In execution of a copying function, the CPU 201 reads program data from the storage device 211 onto the DRAM 202 through the SATA I/F 205. According to the program data read onto the DRAM 202, the CPU 201 detects a copy instruction from a user on the operation unit 102 through the panel I/F 206. In response to detection of the copy instruction, the CPU 201 receives a document, as electronic data, from the scanner unit 104 through the scanner I/F 208 for storage onto the DRAM 202. The CPU 201 performs, for example, a color conversion process, which is suitable for output, on the image data stored in the DRAM 202. The CPU 201 transfers the image data, which has been stored in the DRAM 202, to the printer unit 103 through the printer I/F 207 to perform an output process onto a paper medium. As described above, the copying function may be implemented by combining a print function with a scan function.

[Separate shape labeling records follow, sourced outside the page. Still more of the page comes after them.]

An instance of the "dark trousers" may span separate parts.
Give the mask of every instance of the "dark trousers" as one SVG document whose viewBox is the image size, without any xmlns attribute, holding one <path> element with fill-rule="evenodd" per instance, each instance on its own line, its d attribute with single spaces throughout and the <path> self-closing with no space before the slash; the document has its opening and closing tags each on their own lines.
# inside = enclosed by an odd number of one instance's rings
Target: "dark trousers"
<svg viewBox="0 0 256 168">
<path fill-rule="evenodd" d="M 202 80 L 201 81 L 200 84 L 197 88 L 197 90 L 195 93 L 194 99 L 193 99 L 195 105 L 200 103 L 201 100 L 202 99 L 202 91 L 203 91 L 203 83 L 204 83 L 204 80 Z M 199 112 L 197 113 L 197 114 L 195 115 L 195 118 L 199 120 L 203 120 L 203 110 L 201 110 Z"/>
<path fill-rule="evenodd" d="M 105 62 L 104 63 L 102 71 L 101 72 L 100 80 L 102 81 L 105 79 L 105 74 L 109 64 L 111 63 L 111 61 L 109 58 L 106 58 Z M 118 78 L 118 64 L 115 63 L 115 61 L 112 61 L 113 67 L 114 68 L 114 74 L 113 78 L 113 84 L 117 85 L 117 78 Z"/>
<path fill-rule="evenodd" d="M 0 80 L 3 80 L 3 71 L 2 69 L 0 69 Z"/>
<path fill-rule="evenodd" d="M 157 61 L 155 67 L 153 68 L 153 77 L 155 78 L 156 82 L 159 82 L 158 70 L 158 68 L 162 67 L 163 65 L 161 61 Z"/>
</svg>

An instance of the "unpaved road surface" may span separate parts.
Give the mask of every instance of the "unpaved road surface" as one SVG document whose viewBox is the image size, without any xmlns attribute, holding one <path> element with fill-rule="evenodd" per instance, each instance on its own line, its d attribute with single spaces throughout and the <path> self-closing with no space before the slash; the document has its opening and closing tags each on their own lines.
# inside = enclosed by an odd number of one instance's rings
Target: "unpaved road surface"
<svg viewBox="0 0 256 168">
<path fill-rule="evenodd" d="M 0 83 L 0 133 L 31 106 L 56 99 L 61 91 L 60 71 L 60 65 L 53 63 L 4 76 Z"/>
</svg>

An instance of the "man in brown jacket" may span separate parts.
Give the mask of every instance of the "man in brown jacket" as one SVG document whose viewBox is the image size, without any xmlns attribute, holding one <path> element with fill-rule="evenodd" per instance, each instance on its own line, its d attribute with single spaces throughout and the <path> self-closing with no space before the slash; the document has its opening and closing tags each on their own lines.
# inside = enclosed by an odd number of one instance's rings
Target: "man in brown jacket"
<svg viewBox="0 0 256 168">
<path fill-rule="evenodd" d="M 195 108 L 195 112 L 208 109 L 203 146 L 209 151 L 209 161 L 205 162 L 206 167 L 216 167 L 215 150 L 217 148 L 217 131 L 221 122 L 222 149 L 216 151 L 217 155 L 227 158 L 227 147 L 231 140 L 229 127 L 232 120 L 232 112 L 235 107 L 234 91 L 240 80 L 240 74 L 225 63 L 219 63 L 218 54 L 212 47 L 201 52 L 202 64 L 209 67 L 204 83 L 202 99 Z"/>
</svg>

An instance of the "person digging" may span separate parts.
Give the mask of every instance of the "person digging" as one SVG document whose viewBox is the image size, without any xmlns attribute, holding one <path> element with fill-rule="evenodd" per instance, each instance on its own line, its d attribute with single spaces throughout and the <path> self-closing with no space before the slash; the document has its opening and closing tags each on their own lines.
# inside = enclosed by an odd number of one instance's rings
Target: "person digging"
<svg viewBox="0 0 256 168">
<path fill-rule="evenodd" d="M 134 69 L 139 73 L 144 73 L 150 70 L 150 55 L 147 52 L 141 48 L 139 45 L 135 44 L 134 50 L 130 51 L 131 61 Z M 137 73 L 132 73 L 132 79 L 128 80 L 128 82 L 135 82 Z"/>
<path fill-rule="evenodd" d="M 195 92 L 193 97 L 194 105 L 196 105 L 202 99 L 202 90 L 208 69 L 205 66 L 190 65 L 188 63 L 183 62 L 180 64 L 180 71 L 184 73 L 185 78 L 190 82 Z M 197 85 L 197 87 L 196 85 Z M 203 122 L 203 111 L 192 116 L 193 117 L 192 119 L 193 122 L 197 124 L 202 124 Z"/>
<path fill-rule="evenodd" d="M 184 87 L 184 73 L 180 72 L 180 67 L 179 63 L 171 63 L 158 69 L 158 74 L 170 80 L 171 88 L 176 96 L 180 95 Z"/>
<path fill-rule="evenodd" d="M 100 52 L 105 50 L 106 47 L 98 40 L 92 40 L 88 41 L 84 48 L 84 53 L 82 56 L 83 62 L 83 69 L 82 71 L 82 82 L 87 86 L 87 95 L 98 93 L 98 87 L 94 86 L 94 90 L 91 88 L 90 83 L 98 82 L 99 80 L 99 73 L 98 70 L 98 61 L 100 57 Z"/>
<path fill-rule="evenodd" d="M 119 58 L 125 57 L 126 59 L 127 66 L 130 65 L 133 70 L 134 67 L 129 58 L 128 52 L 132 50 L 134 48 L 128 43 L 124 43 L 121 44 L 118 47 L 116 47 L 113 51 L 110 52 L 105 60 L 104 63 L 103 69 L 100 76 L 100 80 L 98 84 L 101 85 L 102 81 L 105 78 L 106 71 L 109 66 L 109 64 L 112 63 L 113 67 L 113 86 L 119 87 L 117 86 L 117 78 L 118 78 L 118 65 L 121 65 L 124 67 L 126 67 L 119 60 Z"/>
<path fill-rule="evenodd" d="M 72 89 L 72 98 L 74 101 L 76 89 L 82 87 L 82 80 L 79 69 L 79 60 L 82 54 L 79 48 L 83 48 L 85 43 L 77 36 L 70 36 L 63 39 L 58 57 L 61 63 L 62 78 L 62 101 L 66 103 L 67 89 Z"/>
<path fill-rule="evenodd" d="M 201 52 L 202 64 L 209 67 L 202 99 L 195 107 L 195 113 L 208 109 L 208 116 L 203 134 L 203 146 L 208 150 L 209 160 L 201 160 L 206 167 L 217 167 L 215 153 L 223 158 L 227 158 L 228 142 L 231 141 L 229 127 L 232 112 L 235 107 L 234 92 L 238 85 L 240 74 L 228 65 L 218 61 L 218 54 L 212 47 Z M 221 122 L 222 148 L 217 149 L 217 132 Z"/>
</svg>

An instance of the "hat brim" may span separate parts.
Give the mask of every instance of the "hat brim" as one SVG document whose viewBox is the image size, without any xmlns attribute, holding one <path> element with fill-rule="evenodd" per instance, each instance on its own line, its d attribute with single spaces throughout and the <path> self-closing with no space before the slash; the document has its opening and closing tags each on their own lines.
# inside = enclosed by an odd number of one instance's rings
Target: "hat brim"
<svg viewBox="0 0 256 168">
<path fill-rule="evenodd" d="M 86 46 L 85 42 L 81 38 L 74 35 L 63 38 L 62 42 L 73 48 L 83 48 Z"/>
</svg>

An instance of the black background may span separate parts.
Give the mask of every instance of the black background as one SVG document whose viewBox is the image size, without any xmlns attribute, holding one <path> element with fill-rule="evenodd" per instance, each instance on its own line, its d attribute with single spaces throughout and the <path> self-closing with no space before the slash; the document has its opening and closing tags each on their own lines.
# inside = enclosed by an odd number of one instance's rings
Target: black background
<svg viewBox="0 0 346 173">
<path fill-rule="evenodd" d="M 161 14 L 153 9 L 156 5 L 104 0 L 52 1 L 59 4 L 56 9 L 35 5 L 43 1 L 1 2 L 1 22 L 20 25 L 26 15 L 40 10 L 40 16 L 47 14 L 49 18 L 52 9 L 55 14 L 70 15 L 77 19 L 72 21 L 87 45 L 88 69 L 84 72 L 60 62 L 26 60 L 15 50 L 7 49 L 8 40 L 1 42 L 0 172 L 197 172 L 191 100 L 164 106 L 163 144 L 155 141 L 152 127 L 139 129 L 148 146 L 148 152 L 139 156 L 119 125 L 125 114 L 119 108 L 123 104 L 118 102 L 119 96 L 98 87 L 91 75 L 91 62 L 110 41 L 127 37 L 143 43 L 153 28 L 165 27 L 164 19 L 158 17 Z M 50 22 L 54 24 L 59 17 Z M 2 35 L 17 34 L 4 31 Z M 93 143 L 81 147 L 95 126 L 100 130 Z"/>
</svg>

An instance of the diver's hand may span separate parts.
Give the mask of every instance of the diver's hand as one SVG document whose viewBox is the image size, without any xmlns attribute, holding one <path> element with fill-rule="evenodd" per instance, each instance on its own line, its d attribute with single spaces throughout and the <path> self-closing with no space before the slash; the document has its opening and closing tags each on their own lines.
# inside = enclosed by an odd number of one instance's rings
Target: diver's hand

In execution of PDL printing, the client PC 110 transmits a print instruction through the LAN 120. The CPU 201 reads program data from the storage device 211 onto the DRAM 202 through the SATA I/F 205. According to the program data read onto the DRAM 202, the CPU 201 detects the print instruction through the network I/F 204. In response to detection of the PDL transmission instruction, the CPU 201 receives print data through the network I/F 204, and stores the print data in the storage device 211 through the SATA I/F 205. In response to completion of storage of the print data, the CPU 201 loads the print data, which has been stored in the storage device 211, as image data onto the DRAM 202. The CPU 201 performs, for example, a color conversion process, which is suitable for output, on the image data stored in the DRAM 202. The CPU 201 transfers the image data, which is stored in the DRAM 202, to the printer unit 103 through the printer I/F 207 for execution of an output process on a paper medium.

The functional configuration and the process flow according to the present embodiment will be described below.

The Functional Configuration of the First Embodiment

By using the block diagram in FIG. 3, a functional configuration example implemented through software executed in the controller unit 101 of the MFP 100 of the first embodiment will be described.

An operation controller 301 displays a screen image for users on the operation unit 102, detects users' touch operations, and performs processes associated with screen components such as buttons displayed on the screen.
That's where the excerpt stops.